Adam Zarrow (Nelson) meets with his father Prof. Walter Zarrow (Waterston) to vent about his wife’s health scare. Walter is contemplating retiring from his beloved position at the local college and seeking other adventures with his wife (Close). Across town Sarah (Mol) knows her husband (Stoll) isn’t in China working, she is sure he is cheating on her but keeps this secret from their two little girls who give her flack over the daily amount of alcohol she consumes. Jeffrey (Williams) has scheduled an intervention for his childhood friend Joe (Freeman) who is hooked on hard drugs, but Joe isn’t going to the hospital easy and this isn’t the first time he has tried to get clean.
Its biggest downfall is feeding into racial, social and archetypal stereotypes that other films have already covered.

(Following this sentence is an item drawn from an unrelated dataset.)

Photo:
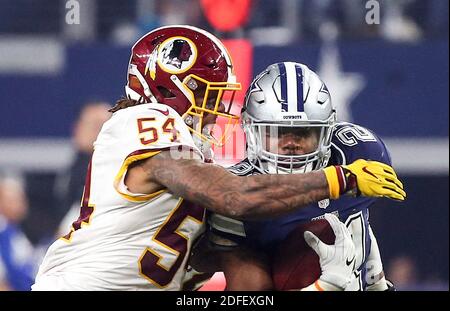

“I used to believe in nothing. Now I believe in everything,” Walter tells his son looking for inspiration. Walter is the happiest person in the script and it’s his smile and light that seems to touch and effect almost every character in the film. Not every character has a scene together, however there is a circle and connection between everyone in the script. The one person that doesn’t fit is Stewart’s character who only interacts with Waterston and a curling iron. After such a powerful and award winning performance in The Clouds of Sils Maria, Stewart returns to the self-loathing type of role that has negatively stereotyped her career.
Mol’s desperate housewife character was the most interesting because it offers up the harshest reflection of the likely target audience. An honest conversation between mom and her 12-year-old daughter with an attitude is one of the films best moments. Anesthesia moves from a Reitman type script to more of a Paul Haggis (Crash) creation without the audience really paying attention. Its biggest downfall is feeding into racial, social and archetypal stereotypes that other films have already covered. Still the film is gripping because of its editing and tragic subject matter. There isn’t anything so great in here to stick in your mind or make it a recommendation for friends, yet it isn’t a dull or boring piece of drama and shows an impressive growth of Nelson behind the camera.
A well toned dramatic ensemble that plays more like a highbrow soap opera.